Le blocage du chantier de la prison de Haren entraine plus de 80 arrestations

Quelque 90 personnes ont bloqué ce lundi matin, dès 6h, le chantier de la prison géante de Haren, ont indiqué les participants à l'action. Les ouvriers n'ont pas pu entamer les travaux. La police était rapidement présente sur place et a procédé à des arrestations sur un des points de blocages. Elle a arrêté quelque 80 activistes (photo), précisait Ilse Van de keere, la porte-parole de la police de Bruxelles-Ixelles en fin d'opération. Les ouvriers ont pu reprendre leur travail.

Cinq points de blocage ont été mis en place, aux entrées du chantier. Les activistes étaient reliés entre eux par des tubes et attachés aux grilles ainsi qu'à des dispositifs en béton au sol. Différentes banderoles ont été déployées, affichant notamment le message "Stop maxi-prison de Haren now". Une fanfare était aussi prévue. Le but était d’empêcher les camions d’entrer sur le chantier.

Selon les activistes, aucune altercation avec les ouvriers n'a eu lieu. La police était rapidement sur les lieux, mais elle est repartie pour revenir vers 7h15. "C'est une action de non-violence active", expliquait l'un des participants. "Il est temps d'arrêter de détruire la démocratie, les gens et la nature. La méga-prison est un symbole de cette destruction. Passons à autre chose."

Que veulent les activistes ?

Les activistes exigent l'arrêt immédiat des travaux. Ils estiment qu'une augmentation du nombre de places dans la prison entraîne simplement une hausse du nombre d'incarcérations et ne résout en rien la surpopulation carcérale et la récidive. L'action "Stop Maxi-Prison Now!" prône la fin du système carcéral et déplore les coupes de subsides dans la justice et les alternatives à l'emprisonnement.
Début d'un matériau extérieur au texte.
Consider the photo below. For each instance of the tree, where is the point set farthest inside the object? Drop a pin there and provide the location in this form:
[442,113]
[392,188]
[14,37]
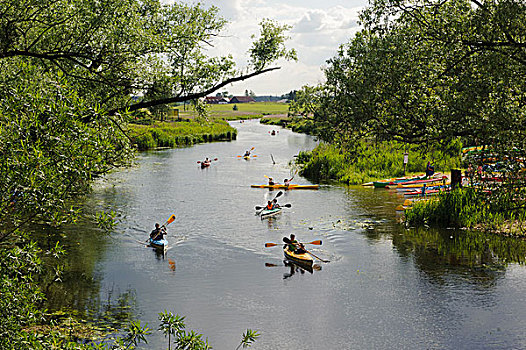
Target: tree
[70,69]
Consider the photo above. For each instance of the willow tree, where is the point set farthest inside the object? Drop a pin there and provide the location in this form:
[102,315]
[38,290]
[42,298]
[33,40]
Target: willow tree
[70,71]
[430,72]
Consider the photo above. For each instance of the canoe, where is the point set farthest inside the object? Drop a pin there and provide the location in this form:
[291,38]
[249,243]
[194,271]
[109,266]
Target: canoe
[265,213]
[289,187]
[158,243]
[303,258]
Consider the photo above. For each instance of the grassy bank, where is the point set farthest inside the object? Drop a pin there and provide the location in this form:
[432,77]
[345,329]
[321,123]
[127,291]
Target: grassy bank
[296,124]
[470,208]
[372,162]
[244,110]
[179,133]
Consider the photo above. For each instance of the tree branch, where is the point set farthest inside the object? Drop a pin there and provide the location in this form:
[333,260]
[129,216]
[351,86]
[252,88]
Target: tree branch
[193,96]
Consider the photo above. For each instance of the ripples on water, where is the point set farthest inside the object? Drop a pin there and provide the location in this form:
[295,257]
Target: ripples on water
[385,287]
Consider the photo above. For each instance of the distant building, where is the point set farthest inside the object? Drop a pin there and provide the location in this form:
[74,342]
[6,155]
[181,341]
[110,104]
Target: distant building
[214,100]
[242,99]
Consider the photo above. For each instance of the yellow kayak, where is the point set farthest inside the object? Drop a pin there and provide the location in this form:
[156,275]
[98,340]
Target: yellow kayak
[303,258]
[289,187]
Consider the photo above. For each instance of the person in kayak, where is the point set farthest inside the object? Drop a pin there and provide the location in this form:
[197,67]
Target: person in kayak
[430,170]
[287,182]
[158,232]
[295,246]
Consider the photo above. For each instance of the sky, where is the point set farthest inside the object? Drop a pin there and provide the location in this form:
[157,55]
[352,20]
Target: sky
[319,27]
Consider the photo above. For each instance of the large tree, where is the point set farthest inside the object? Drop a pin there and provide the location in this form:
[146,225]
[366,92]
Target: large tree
[70,71]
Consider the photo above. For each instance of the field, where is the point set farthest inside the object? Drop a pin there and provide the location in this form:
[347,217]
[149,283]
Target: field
[245,110]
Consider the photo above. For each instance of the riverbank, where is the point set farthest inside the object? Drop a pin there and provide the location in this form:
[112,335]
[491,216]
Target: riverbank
[296,124]
[371,161]
[183,132]
[239,111]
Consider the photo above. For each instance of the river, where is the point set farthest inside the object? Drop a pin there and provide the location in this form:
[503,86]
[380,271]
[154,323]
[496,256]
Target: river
[385,287]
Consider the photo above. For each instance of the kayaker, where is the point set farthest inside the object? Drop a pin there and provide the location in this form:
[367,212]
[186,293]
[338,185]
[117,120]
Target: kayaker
[295,246]
[430,170]
[158,233]
[287,182]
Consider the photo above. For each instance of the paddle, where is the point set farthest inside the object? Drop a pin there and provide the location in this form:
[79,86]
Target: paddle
[168,222]
[277,195]
[270,244]
[287,240]
[288,205]
[203,162]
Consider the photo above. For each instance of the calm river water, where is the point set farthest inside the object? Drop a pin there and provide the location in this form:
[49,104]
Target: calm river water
[385,287]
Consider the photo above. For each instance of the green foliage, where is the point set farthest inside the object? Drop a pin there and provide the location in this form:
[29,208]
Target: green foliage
[370,161]
[181,133]
[471,208]
[468,207]
[270,45]
[20,295]
[52,144]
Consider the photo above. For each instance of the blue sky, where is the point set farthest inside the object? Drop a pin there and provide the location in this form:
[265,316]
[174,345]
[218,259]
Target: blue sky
[318,28]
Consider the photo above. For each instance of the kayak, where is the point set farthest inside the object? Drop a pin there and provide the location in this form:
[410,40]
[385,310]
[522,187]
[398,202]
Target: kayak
[384,183]
[303,258]
[158,243]
[266,213]
[289,187]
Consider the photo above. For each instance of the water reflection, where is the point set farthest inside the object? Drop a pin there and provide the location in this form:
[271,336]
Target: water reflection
[432,290]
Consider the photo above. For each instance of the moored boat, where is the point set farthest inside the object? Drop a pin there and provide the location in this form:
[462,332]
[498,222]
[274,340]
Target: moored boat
[266,213]
[289,187]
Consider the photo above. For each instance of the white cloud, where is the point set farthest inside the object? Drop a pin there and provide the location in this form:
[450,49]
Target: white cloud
[317,32]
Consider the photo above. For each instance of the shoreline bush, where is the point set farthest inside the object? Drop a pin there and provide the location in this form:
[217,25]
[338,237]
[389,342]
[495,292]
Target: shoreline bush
[373,161]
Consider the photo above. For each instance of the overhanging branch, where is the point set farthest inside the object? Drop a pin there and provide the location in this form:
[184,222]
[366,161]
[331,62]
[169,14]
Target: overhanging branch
[193,96]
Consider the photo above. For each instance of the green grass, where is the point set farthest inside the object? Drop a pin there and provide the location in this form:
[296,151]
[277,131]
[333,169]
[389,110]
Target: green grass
[180,133]
[244,110]
[371,162]
[471,208]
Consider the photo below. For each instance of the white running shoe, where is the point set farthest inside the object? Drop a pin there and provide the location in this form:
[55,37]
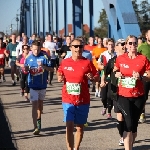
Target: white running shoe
[96,94]
[121,142]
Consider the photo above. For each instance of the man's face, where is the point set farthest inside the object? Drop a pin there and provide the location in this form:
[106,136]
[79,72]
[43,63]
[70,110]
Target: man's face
[100,41]
[91,41]
[76,48]
[25,40]
[68,40]
[72,37]
[13,37]
[26,49]
[35,50]
[49,38]
[33,37]
[110,46]
[120,48]
[131,45]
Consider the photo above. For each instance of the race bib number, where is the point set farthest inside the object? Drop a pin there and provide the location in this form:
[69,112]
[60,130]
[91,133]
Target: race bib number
[1,55]
[13,53]
[73,88]
[128,82]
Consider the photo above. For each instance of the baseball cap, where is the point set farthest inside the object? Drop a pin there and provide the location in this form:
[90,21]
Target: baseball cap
[120,41]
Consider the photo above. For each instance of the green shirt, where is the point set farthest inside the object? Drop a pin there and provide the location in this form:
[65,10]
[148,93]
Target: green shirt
[12,49]
[144,49]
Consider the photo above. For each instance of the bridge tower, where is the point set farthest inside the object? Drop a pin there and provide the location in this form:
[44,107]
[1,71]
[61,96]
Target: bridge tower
[122,20]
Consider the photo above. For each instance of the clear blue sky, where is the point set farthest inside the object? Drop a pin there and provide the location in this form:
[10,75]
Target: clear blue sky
[8,11]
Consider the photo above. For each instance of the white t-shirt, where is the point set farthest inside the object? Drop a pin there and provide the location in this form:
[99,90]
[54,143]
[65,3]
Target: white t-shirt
[19,49]
[51,46]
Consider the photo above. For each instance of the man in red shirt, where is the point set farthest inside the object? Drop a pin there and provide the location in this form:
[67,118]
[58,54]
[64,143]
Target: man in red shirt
[3,53]
[75,72]
[131,68]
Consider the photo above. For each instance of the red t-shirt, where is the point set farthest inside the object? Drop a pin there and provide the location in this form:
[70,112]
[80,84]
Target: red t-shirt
[75,72]
[2,57]
[126,66]
[89,48]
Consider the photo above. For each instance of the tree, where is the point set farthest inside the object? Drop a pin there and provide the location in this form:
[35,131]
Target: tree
[142,11]
[102,30]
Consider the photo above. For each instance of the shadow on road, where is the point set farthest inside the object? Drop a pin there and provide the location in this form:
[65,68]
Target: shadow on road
[5,134]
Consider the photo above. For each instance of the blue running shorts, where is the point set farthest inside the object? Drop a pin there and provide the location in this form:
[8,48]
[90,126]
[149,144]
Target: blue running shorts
[77,114]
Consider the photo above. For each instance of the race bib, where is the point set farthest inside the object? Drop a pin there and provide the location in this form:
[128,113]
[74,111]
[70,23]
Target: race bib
[1,55]
[13,53]
[73,88]
[128,82]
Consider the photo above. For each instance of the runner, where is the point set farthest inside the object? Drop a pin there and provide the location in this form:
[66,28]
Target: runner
[23,74]
[144,49]
[90,48]
[130,68]
[120,50]
[11,47]
[19,46]
[38,66]
[51,46]
[3,53]
[65,48]
[75,72]
[102,62]
[96,54]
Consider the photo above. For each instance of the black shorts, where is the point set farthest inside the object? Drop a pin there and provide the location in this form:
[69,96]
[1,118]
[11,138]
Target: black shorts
[7,58]
[131,108]
[2,66]
[116,109]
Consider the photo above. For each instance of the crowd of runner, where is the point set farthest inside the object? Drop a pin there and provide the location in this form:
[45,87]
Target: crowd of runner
[119,72]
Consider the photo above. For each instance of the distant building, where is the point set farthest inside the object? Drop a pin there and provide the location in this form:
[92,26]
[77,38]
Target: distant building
[70,29]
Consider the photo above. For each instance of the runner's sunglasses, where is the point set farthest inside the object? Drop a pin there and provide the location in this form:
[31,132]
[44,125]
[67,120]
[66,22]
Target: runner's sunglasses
[122,44]
[132,43]
[76,46]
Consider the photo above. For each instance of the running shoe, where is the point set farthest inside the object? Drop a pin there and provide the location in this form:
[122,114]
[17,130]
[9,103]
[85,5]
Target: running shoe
[26,98]
[109,116]
[13,83]
[17,78]
[39,124]
[121,142]
[99,94]
[93,89]
[21,93]
[4,80]
[96,94]
[36,131]
[103,112]
[142,118]
[86,124]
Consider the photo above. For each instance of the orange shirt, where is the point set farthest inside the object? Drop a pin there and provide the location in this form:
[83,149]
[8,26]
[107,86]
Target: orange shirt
[97,52]
[89,48]
[46,50]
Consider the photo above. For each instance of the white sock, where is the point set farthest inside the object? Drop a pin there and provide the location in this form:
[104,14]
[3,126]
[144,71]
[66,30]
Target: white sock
[96,90]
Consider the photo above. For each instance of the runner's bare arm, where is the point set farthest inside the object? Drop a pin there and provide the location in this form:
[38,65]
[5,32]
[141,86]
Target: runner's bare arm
[48,68]
[6,54]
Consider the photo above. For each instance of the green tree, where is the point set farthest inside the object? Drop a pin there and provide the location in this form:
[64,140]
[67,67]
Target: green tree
[142,11]
[102,30]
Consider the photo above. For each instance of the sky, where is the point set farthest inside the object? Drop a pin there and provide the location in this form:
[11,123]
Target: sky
[8,11]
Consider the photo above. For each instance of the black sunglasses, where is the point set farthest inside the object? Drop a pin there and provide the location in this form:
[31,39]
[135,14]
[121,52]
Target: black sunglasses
[76,46]
[132,43]
[122,44]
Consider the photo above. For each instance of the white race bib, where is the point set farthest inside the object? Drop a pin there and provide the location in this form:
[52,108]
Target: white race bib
[73,88]
[128,82]
[1,55]
[13,53]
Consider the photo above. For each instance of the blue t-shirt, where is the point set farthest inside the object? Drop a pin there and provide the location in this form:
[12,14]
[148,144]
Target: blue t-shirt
[12,49]
[37,78]
[85,54]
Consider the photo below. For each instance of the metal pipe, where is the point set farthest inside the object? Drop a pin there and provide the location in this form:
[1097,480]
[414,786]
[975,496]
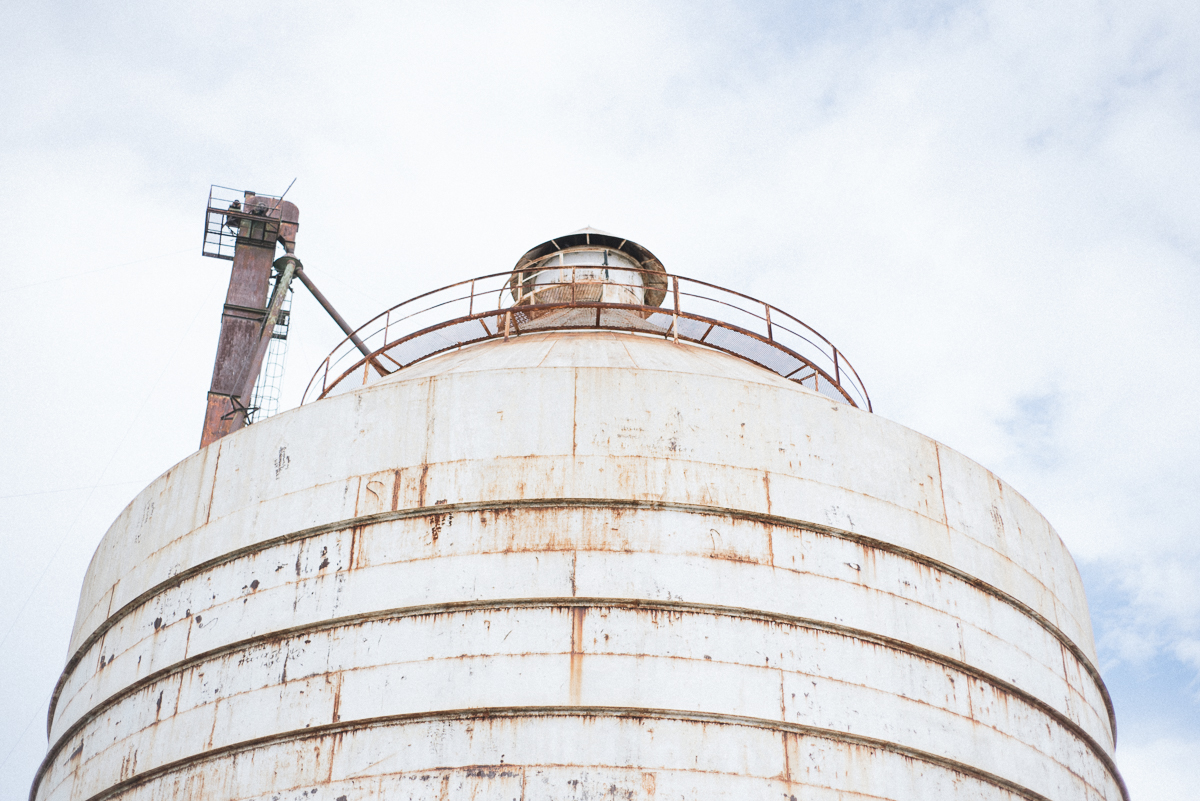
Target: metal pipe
[291,265]
[339,319]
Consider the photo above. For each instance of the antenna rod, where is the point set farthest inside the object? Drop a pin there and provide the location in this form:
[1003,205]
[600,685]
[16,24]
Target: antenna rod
[337,318]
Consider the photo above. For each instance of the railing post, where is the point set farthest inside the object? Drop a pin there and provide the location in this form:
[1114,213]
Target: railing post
[675,319]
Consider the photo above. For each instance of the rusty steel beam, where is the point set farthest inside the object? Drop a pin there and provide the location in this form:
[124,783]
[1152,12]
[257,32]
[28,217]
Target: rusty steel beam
[262,223]
[341,320]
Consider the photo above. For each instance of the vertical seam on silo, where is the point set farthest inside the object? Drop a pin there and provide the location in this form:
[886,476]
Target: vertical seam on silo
[941,487]
[213,489]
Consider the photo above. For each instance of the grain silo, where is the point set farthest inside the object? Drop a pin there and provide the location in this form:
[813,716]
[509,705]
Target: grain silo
[582,529]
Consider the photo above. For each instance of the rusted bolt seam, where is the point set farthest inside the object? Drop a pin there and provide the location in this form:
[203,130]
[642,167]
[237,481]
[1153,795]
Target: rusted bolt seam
[588,602]
[575,711]
[568,503]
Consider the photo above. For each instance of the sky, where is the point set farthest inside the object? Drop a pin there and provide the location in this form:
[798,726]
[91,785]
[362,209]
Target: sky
[990,208]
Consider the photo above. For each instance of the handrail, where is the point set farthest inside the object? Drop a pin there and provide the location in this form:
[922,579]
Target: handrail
[460,314]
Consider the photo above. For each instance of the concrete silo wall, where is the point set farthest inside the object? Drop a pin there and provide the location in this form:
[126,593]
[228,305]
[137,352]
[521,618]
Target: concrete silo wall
[576,566]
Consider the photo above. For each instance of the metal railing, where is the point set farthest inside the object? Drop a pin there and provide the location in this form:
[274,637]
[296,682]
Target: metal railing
[498,307]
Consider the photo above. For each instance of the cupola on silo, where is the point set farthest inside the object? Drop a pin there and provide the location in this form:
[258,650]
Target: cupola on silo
[581,529]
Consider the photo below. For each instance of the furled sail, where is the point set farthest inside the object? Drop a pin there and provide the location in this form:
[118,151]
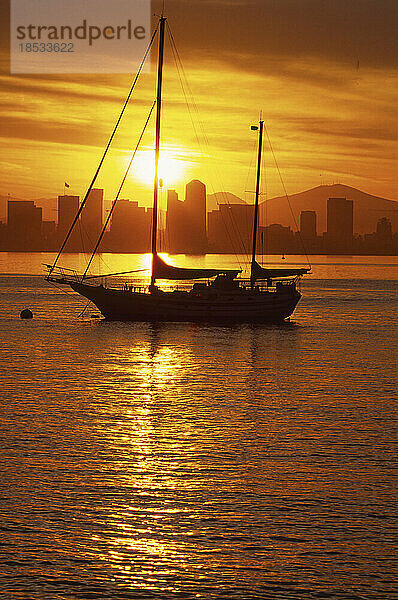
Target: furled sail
[162,270]
[259,272]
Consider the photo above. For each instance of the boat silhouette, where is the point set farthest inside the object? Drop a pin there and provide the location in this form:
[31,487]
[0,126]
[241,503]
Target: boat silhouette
[269,296]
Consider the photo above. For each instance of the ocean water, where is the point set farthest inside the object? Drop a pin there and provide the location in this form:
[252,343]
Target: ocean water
[166,461]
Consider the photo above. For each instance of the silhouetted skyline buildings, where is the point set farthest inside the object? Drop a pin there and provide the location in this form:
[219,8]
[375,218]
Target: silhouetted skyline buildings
[188,228]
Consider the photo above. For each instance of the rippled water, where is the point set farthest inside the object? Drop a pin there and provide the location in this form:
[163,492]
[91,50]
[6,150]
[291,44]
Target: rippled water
[186,461]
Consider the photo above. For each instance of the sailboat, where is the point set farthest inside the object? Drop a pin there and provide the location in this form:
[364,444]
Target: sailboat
[269,296]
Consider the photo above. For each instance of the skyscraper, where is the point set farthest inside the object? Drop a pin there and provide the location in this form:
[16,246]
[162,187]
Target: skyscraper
[195,213]
[130,228]
[340,218]
[308,225]
[177,239]
[91,218]
[67,210]
[24,224]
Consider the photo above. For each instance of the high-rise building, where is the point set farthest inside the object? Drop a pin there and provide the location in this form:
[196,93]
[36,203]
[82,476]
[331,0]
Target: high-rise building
[195,216]
[340,219]
[68,207]
[130,228]
[177,240]
[24,225]
[230,228]
[92,218]
[384,228]
[308,225]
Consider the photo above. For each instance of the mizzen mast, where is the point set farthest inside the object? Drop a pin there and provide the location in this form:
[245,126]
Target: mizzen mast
[255,220]
[157,147]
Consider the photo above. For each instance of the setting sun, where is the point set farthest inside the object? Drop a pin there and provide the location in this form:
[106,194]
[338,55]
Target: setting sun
[171,169]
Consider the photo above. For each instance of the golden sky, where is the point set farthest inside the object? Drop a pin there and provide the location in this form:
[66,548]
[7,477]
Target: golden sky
[323,73]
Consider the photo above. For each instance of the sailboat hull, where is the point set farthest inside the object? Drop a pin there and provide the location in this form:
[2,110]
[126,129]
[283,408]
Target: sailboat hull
[247,306]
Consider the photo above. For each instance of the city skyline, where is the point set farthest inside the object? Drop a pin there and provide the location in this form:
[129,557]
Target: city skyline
[189,226]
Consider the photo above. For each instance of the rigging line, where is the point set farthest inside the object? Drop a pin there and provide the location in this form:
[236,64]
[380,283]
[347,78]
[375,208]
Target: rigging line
[287,197]
[118,192]
[105,152]
[184,80]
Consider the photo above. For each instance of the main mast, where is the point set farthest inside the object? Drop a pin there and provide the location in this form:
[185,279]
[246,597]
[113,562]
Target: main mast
[157,147]
[255,220]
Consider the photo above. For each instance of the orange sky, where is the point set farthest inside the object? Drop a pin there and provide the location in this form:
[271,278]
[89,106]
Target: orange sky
[324,74]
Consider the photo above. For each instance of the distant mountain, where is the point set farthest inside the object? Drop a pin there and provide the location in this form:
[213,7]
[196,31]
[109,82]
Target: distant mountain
[213,200]
[368,209]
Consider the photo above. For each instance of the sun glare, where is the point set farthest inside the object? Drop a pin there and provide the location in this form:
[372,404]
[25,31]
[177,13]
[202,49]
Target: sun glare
[171,169]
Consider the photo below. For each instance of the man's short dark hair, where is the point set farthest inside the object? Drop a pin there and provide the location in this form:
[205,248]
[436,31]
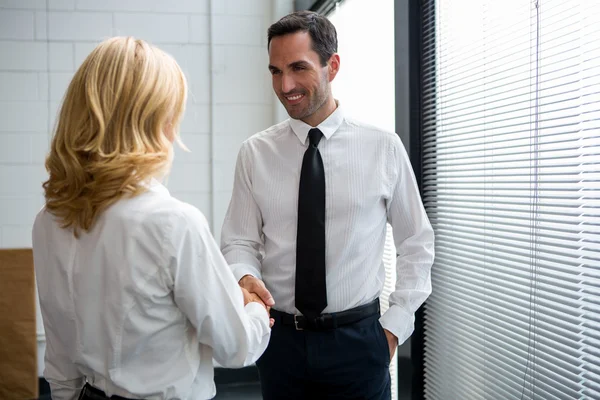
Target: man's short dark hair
[321,31]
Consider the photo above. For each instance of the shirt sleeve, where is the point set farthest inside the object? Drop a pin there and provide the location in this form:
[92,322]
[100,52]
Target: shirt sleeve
[241,235]
[63,377]
[209,295]
[414,240]
[64,380]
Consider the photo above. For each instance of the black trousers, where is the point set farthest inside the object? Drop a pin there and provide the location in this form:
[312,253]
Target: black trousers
[349,362]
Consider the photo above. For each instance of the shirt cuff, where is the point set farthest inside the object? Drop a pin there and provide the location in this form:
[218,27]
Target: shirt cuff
[241,269]
[398,321]
[255,309]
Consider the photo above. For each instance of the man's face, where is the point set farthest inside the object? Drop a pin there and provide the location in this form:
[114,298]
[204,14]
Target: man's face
[299,80]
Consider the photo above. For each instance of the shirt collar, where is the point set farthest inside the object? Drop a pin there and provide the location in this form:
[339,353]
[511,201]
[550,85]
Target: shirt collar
[327,127]
[154,185]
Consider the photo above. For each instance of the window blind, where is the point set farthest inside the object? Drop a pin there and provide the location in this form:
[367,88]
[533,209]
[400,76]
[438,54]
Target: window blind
[511,179]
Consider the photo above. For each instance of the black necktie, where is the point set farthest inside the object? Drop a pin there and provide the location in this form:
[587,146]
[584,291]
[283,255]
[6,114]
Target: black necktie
[311,291]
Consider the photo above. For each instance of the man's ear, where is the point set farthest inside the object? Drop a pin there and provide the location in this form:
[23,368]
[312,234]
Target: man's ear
[333,66]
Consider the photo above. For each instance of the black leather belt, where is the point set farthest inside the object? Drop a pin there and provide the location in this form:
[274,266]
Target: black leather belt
[327,321]
[91,393]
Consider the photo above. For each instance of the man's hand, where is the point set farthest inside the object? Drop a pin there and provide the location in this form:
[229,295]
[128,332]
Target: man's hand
[254,285]
[392,342]
[251,296]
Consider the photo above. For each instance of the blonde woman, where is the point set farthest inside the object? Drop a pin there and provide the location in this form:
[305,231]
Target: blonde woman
[135,295]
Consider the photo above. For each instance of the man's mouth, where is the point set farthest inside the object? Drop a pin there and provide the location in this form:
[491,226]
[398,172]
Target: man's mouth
[294,98]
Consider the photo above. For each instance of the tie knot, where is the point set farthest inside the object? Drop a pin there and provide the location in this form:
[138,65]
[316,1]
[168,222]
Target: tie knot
[314,135]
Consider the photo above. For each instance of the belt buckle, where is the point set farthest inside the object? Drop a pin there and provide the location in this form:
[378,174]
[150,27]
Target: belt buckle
[296,323]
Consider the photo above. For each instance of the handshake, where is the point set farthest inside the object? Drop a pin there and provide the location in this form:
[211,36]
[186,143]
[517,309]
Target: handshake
[254,290]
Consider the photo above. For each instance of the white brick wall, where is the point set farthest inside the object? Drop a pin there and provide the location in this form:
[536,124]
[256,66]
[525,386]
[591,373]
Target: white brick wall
[42,42]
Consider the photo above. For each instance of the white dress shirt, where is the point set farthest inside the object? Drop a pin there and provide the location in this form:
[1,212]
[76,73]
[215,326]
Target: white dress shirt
[141,304]
[368,182]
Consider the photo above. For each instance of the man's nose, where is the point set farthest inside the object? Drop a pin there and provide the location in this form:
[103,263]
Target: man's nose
[287,83]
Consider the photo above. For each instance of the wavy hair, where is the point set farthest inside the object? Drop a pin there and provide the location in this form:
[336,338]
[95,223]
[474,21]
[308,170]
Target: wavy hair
[116,125]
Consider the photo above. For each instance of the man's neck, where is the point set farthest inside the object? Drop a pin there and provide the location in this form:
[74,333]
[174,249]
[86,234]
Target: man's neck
[322,113]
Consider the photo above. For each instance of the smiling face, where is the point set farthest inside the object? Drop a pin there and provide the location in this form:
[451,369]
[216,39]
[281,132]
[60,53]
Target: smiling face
[300,81]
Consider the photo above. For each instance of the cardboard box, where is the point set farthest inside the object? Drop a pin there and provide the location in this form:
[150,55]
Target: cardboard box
[18,340]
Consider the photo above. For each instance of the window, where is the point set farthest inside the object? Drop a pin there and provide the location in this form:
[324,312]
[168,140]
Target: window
[365,88]
[511,175]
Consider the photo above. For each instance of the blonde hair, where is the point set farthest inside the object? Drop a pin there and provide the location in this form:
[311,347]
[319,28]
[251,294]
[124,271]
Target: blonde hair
[110,139]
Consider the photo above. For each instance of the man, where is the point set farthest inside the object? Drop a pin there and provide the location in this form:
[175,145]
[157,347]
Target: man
[305,229]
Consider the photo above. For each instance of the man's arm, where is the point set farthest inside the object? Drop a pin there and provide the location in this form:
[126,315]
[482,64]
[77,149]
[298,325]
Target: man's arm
[414,239]
[241,235]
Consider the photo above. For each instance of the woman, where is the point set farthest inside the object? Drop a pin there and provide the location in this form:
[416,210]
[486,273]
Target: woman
[135,295]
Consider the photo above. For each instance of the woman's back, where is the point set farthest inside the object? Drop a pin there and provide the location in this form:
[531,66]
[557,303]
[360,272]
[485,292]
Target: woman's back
[116,296]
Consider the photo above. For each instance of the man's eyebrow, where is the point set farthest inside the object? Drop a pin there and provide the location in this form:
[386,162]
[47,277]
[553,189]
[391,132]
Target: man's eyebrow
[299,64]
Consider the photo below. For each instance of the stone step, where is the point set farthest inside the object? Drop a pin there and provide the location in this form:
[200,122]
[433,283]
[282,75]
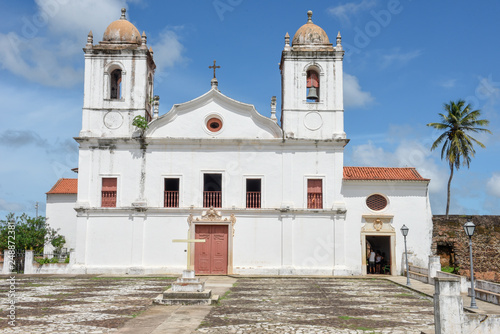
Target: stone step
[186,301]
[171,294]
[188,286]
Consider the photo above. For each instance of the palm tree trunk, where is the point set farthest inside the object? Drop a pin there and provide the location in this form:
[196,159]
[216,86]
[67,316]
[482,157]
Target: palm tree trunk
[449,186]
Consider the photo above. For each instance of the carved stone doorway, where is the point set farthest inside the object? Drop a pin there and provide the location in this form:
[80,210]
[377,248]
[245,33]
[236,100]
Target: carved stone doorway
[210,258]
[379,234]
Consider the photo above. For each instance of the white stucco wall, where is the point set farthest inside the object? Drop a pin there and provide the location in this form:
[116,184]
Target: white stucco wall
[60,214]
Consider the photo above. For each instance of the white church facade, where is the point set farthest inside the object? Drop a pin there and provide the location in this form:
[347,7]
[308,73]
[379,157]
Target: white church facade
[268,197]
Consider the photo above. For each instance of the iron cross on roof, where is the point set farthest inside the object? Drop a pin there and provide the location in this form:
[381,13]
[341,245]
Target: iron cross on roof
[214,67]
Les travaux ont débuté fin janvier. La première auditrice du Conseil d'État a dernièrement rendu un avis favorable à l'annulation des permis d'urbanisme et d'environnement. Les participants dénoncent l'empressement des constructeurs à bétonner le terrain du Keelbeek en réaction, afin de devancer la décision finale du Conseil d'État. Il s'agit pour eux d'un déni de la démocratie et d'un passage en force.

"Si même la justice n'arrête pas de tels projets non démocratiques, que reste-t-il à part nos corps ?". Ils déplorent encore l'atteinte à plus de 19 hectares de terres arables et à sa biodiversité, alors que l'urgence climatique est au centre des préoccupations.

La construction du complexe d’incarcération aurait déjà dû débuter en 2015.